I would Oc my Cpu but i've not got the 4200+ Athlon like i said i upgraded it to the Athlon 64 X2 6000+ 3.0Ghz and then i bought a new gpu which is a radeon 4850.Going to do another fresh wipe as i keep getting registry problems using black xp back to Home xp for me


----------



## bettz (Feb 16, 2009)

Hi i've downloaded the drivers in the process of wiping my comp but still getting BSOD coming up with Page_fault_in_nonpaged_area


----------



## Darren (Feb 16, 2009)

bettz said:


> Hi i've downloaded the drivers in the process of wiping my comp but still getting BSOD coming up with Page_fault_in_nonpaged_area



Page_fault_in_nonpaged_area isn't GPU related. That is a hard disk drive error, usually to do with an incorrect page file.

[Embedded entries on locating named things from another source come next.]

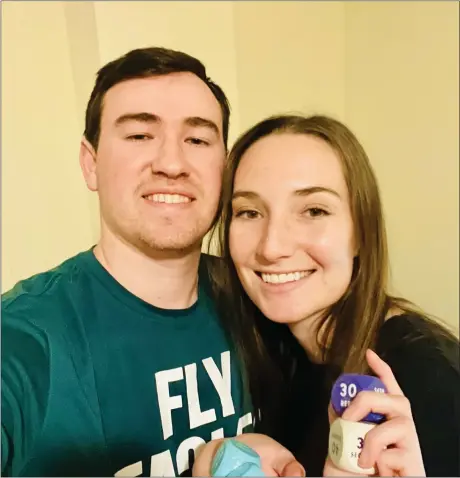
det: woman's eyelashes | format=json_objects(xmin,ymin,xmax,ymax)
[
  {"xmin": 126, "ymin": 133, "xmax": 153, "ymax": 143},
  {"xmin": 302, "ymin": 206, "xmax": 331, "ymax": 219},
  {"xmin": 233, "ymin": 206, "xmax": 331, "ymax": 219},
  {"xmin": 233, "ymin": 209, "xmax": 260, "ymax": 219}
]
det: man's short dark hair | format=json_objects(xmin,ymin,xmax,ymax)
[{"xmin": 84, "ymin": 47, "xmax": 230, "ymax": 149}]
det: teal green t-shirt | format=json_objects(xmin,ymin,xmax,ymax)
[{"xmin": 2, "ymin": 250, "xmax": 252, "ymax": 476}]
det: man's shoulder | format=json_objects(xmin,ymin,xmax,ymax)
[{"xmin": 2, "ymin": 251, "xmax": 91, "ymax": 321}]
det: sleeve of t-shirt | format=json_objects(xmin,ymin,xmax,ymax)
[
  {"xmin": 1, "ymin": 311, "xmax": 49, "ymax": 476},
  {"xmin": 382, "ymin": 322, "xmax": 460, "ymax": 476}
]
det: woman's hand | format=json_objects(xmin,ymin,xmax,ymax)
[
  {"xmin": 192, "ymin": 433, "xmax": 305, "ymax": 476},
  {"xmin": 323, "ymin": 350, "xmax": 425, "ymax": 476}
]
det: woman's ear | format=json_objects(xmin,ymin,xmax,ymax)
[{"xmin": 80, "ymin": 137, "xmax": 97, "ymax": 191}]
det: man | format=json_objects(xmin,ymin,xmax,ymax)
[{"xmin": 2, "ymin": 48, "xmax": 252, "ymax": 476}]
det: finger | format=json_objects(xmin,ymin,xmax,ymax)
[
  {"xmin": 366, "ymin": 349, "xmax": 404, "ymax": 395},
  {"xmin": 342, "ymin": 390, "xmax": 412, "ymax": 422},
  {"xmin": 281, "ymin": 460, "xmax": 305, "ymax": 476},
  {"xmin": 358, "ymin": 417, "xmax": 419, "ymax": 468},
  {"xmin": 376, "ymin": 448, "xmax": 425, "ymax": 476},
  {"xmin": 327, "ymin": 402, "xmax": 338, "ymax": 425}
]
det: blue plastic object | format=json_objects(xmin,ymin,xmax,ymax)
[{"xmin": 211, "ymin": 438, "xmax": 265, "ymax": 476}]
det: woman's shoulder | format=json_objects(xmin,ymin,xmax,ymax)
[
  {"xmin": 376, "ymin": 312, "xmax": 460, "ymax": 394},
  {"xmin": 377, "ymin": 310, "xmax": 460, "ymax": 373}
]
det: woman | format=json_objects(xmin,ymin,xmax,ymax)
[{"xmin": 202, "ymin": 116, "xmax": 460, "ymax": 476}]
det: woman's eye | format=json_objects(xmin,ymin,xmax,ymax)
[
  {"xmin": 234, "ymin": 209, "xmax": 259, "ymax": 219},
  {"xmin": 126, "ymin": 133, "xmax": 152, "ymax": 141},
  {"xmin": 187, "ymin": 138, "xmax": 209, "ymax": 146},
  {"xmin": 305, "ymin": 207, "xmax": 329, "ymax": 217}
]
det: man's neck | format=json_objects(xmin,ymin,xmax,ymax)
[{"xmin": 94, "ymin": 235, "xmax": 201, "ymax": 309}]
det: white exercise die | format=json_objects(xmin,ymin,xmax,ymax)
[{"xmin": 329, "ymin": 418, "xmax": 376, "ymax": 475}]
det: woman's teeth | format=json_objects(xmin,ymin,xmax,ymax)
[{"xmin": 261, "ymin": 271, "xmax": 310, "ymax": 284}]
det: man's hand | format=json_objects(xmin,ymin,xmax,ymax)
[{"xmin": 192, "ymin": 433, "xmax": 305, "ymax": 476}]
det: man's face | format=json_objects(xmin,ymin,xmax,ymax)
[{"xmin": 81, "ymin": 73, "xmax": 226, "ymax": 251}]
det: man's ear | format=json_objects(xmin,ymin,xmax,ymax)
[{"xmin": 80, "ymin": 137, "xmax": 97, "ymax": 191}]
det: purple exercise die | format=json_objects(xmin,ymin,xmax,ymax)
[{"xmin": 331, "ymin": 373, "xmax": 387, "ymax": 423}]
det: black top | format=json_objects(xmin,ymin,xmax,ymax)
[{"xmin": 278, "ymin": 315, "xmax": 460, "ymax": 476}]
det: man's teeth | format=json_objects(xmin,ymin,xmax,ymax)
[
  {"xmin": 261, "ymin": 271, "xmax": 308, "ymax": 284},
  {"xmin": 146, "ymin": 194, "xmax": 191, "ymax": 204}
]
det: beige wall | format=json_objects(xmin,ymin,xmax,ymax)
[
  {"xmin": 2, "ymin": 1, "xmax": 459, "ymax": 327},
  {"xmin": 345, "ymin": 2, "xmax": 459, "ymax": 329}
]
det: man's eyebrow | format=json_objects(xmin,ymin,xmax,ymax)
[
  {"xmin": 115, "ymin": 112, "xmax": 161, "ymax": 126},
  {"xmin": 184, "ymin": 116, "xmax": 220, "ymax": 136},
  {"xmin": 232, "ymin": 186, "xmax": 340, "ymax": 201}
]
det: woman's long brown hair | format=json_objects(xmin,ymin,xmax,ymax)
[{"xmin": 210, "ymin": 115, "xmax": 453, "ymax": 432}]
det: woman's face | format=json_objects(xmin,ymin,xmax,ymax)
[{"xmin": 229, "ymin": 133, "xmax": 355, "ymax": 325}]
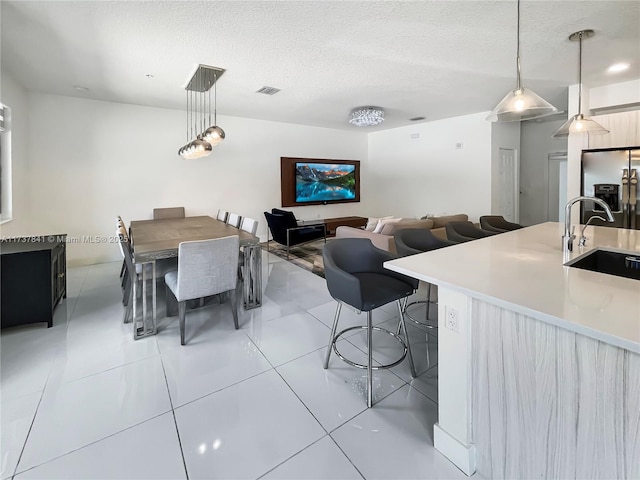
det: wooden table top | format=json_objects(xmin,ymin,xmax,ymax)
[{"xmin": 131, "ymin": 216, "xmax": 259, "ymax": 263}]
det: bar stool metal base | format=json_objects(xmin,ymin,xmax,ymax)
[
  {"xmin": 324, "ymin": 300, "xmax": 416, "ymax": 408},
  {"xmin": 331, "ymin": 325, "xmax": 407, "ymax": 370}
]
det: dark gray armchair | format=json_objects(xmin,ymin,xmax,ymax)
[
  {"xmin": 480, "ymin": 215, "xmax": 523, "ymax": 233},
  {"xmin": 264, "ymin": 208, "xmax": 327, "ymax": 258},
  {"xmin": 444, "ymin": 222, "xmax": 498, "ymax": 243},
  {"xmin": 323, "ymin": 238, "xmax": 418, "ymax": 407}
]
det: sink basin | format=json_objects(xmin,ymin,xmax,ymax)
[{"xmin": 566, "ymin": 249, "xmax": 640, "ymax": 280}]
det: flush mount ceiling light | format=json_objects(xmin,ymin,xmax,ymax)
[
  {"xmin": 553, "ymin": 30, "xmax": 609, "ymax": 137},
  {"xmin": 487, "ymin": 0, "xmax": 558, "ymax": 122},
  {"xmin": 178, "ymin": 65, "xmax": 225, "ymax": 159},
  {"xmin": 349, "ymin": 107, "xmax": 384, "ymax": 127}
]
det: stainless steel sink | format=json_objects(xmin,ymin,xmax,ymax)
[{"xmin": 565, "ymin": 249, "xmax": 640, "ymax": 280}]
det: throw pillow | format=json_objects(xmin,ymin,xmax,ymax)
[
  {"xmin": 364, "ymin": 215, "xmax": 393, "ymax": 232},
  {"xmin": 431, "ymin": 213, "xmax": 469, "ymax": 228},
  {"xmin": 373, "ymin": 217, "xmax": 401, "ymax": 233},
  {"xmin": 380, "ymin": 218, "xmax": 433, "ymax": 235}
]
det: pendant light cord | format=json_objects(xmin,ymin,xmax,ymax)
[
  {"xmin": 516, "ymin": 0, "xmax": 521, "ymax": 90},
  {"xmin": 213, "ymin": 71, "xmax": 218, "ymax": 126},
  {"xmin": 578, "ymin": 32, "xmax": 582, "ymax": 115}
]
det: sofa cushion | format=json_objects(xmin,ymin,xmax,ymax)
[
  {"xmin": 373, "ymin": 217, "xmax": 402, "ymax": 233},
  {"xmin": 364, "ymin": 215, "xmax": 393, "ymax": 232},
  {"xmin": 380, "ymin": 218, "xmax": 433, "ymax": 235},
  {"xmin": 429, "ymin": 213, "xmax": 469, "ymax": 228}
]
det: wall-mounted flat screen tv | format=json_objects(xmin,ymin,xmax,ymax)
[{"xmin": 280, "ymin": 157, "xmax": 360, "ymax": 207}]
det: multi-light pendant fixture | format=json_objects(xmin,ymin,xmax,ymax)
[{"xmin": 178, "ymin": 65, "xmax": 225, "ymax": 159}]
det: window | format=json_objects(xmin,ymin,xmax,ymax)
[{"xmin": 0, "ymin": 103, "xmax": 12, "ymax": 223}]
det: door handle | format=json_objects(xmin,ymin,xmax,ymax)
[
  {"xmin": 622, "ymin": 168, "xmax": 629, "ymax": 228},
  {"xmin": 629, "ymin": 168, "xmax": 638, "ymax": 229}
]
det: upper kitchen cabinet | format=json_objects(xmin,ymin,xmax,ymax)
[{"xmin": 589, "ymin": 110, "xmax": 640, "ymax": 149}]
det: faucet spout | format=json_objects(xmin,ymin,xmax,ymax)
[{"xmin": 562, "ymin": 196, "xmax": 614, "ymax": 253}]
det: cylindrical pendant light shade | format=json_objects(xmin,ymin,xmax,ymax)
[
  {"xmin": 487, "ymin": 87, "xmax": 558, "ymax": 122},
  {"xmin": 553, "ymin": 113, "xmax": 609, "ymax": 137}
]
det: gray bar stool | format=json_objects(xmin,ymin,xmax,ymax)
[{"xmin": 323, "ymin": 238, "xmax": 418, "ymax": 407}]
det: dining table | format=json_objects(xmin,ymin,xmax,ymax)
[{"xmin": 129, "ymin": 215, "xmax": 262, "ymax": 340}]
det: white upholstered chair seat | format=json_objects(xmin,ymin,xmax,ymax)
[{"xmin": 164, "ymin": 235, "xmax": 239, "ymax": 345}]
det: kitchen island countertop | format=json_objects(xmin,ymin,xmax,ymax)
[{"xmin": 385, "ymin": 222, "xmax": 640, "ymax": 353}]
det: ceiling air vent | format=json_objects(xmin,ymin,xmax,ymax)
[{"xmin": 256, "ymin": 87, "xmax": 280, "ymax": 95}]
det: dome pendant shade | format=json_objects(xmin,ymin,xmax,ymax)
[
  {"xmin": 553, "ymin": 113, "xmax": 609, "ymax": 137},
  {"xmin": 487, "ymin": 88, "xmax": 558, "ymax": 122},
  {"xmin": 203, "ymin": 125, "xmax": 225, "ymax": 147},
  {"xmin": 191, "ymin": 135, "xmax": 212, "ymax": 158},
  {"xmin": 487, "ymin": 0, "xmax": 558, "ymax": 122}
]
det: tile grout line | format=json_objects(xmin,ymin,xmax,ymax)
[
  {"xmin": 329, "ymin": 436, "xmax": 368, "ymax": 480},
  {"xmin": 154, "ymin": 338, "xmax": 189, "ymax": 480}
]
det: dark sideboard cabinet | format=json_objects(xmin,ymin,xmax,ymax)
[{"xmin": 0, "ymin": 234, "xmax": 67, "ymax": 328}]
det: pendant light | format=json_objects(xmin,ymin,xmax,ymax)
[
  {"xmin": 487, "ymin": 0, "xmax": 558, "ymax": 122},
  {"xmin": 553, "ymin": 30, "xmax": 609, "ymax": 137},
  {"xmin": 178, "ymin": 65, "xmax": 225, "ymax": 159},
  {"xmin": 203, "ymin": 71, "xmax": 225, "ymax": 147}
]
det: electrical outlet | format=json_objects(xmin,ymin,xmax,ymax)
[{"xmin": 444, "ymin": 306, "xmax": 458, "ymax": 332}]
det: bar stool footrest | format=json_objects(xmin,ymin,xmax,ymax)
[{"xmin": 331, "ymin": 325, "xmax": 407, "ymax": 370}]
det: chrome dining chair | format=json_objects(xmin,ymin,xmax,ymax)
[
  {"xmin": 240, "ymin": 217, "xmax": 258, "ymax": 235},
  {"xmin": 153, "ymin": 207, "xmax": 184, "ymax": 220},
  {"xmin": 164, "ymin": 235, "xmax": 240, "ymax": 345},
  {"xmin": 226, "ymin": 213, "xmax": 242, "ymax": 228},
  {"xmin": 216, "ymin": 209, "xmax": 229, "ymax": 223}
]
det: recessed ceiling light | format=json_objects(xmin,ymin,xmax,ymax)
[{"xmin": 607, "ymin": 63, "xmax": 629, "ymax": 73}]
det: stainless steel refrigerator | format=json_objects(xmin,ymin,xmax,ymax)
[{"xmin": 580, "ymin": 147, "xmax": 640, "ymax": 230}]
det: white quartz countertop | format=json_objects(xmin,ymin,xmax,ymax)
[{"xmin": 385, "ymin": 222, "xmax": 640, "ymax": 353}]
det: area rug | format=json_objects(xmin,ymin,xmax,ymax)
[{"xmin": 262, "ymin": 240, "xmax": 331, "ymax": 278}]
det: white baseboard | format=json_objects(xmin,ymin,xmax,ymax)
[{"xmin": 433, "ymin": 423, "xmax": 476, "ymax": 476}]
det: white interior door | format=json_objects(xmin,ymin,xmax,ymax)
[
  {"xmin": 496, "ymin": 148, "xmax": 520, "ymax": 223},
  {"xmin": 547, "ymin": 153, "xmax": 567, "ymax": 222}
]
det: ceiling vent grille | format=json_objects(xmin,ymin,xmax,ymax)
[{"xmin": 256, "ymin": 87, "xmax": 280, "ymax": 95}]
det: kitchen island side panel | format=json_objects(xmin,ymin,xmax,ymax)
[{"xmin": 470, "ymin": 299, "xmax": 640, "ymax": 478}]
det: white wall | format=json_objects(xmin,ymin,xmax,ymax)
[
  {"xmin": 0, "ymin": 70, "xmax": 30, "ymax": 237},
  {"xmin": 363, "ymin": 112, "xmax": 491, "ymax": 220},
  {"xmin": 25, "ymin": 93, "xmax": 369, "ymax": 266},
  {"xmin": 520, "ymin": 117, "xmax": 567, "ymax": 225}
]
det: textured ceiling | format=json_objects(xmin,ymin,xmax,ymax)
[{"xmin": 0, "ymin": 0, "xmax": 640, "ymax": 131}]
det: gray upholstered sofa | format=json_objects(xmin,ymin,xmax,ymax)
[{"xmin": 336, "ymin": 213, "xmax": 469, "ymax": 253}]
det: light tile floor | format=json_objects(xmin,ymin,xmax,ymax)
[{"xmin": 0, "ymin": 253, "xmax": 466, "ymax": 480}]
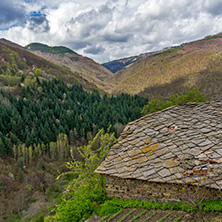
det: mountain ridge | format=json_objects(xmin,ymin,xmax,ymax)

In the most extreme situations it could be related to dodgy ram sticks. 

Step 1:

Start > Control Panel > system properties > advanced tab  > performance > advanced change > enable "system managed size" > ok


Step 2:

Start > Control Panel > system properties > startup and recovery > settings 
turn off "write an event to system log", turn off "automatic restarts" AND change "write debugging information" to none.



Edit:




bettz said:


> Going to do another fresh wipe as i keep getting registry problems using black xp back to Home xp for me



Black XP isn't an official version of windows, all the essential parts of XP is removed in order to bypass the product key and security. Black XP is known to sometimes having viruses, backdoors, even key loggers. I wouldn't be surprised if this was the root of your problems. If you've got a genuine version of windows home XP I would advice that you use it!


----------



## bettz (Feb 16, 2009)

Just completed a fresh install so fingers crossed everything goes ok and the crashing stops.I'm starting to regret ever changing the parts  

just wanted to say thanks for replying all the time


----------



## bettz (Feb 16, 2009)

Still no joy just getting a black screen just before login im using a genuine version of XP Home edition never had this problem before so its gotta be the Radeon 4850 or Cpu thats causing the problem??


----------



## Darren (Feb 16, 2009)

bettz said:


> Still no joy just getting a black screen just before login im using a genuine version of XP Home edition



That was quick, did you just re-install windows over the old one, or did you do a full format of the hard disk drive first?


A full hard disk format alone usually takes around 20mins atleast, then another 30mins for the installation of windows!



bettz said:


> Radeon 4850 or Cpu thats causing the problem??



100% definitely not.

Edit: 

Also double check that the ATI 4850 is connected via its 6-pin power cable  - It should be on the power supply unit (PSU) if not you need one of these adapters









And it should connect to this part of the ATI 4850


----------



## bettz (Feb 16, 2009)

Lol no im on another pc i left my pc installing Xp Home edition.


----------



## bettz (Feb 16, 2009)

Scratch that last post mate i've got a 6 pin PCI-E cable going into it at the moment just took some pics that i will upload


----------



## bettz (Feb 16, 2009)

Here's the pics managed to install some drivers on my pc but still having major trouble with blacnk screen just after xp welcome screen right before loggin


----------



## bettz (Feb 16, 2009)

Didnt even know they had numbers lol well i bought a new 2gb ram stick before xmas when i had 4 in pc wouldnt boot so i took a 512mb out and it booted so just left it.I've got one 2gb ram stick and the other 2 are 512mb

Done what you said in post 51

In device manager noticed theres a unkown device


----------



## Darren (Feb 16, 2009)

bettz said:


> Here's the pics managed to install some drivers on my pc but still having major trouble with blacnk screen just after xp welcome screen right before loggin



Two things stand out from the image.

1. ) You have a odd amount of ram sticks, people tend to use ram in pairs


2.) Why haven't you put your ram in dim 1, why did you start from dim 2?


Edit:




bettz said:


> Didnt even know they had numbers lol well i bought a new 2gb ram stick before xmas when i had 4 in pc wouldnt boot so i took a 512mb out and it booted so just left it.I've got one 2gb ram stick and the other 2 are 512mb



Bad combination, I try to avoid mixing ram brands and quantities. Theoretically it should work fine, but its best to buy the ram modules in a kit, that way you know they've come from the same product line.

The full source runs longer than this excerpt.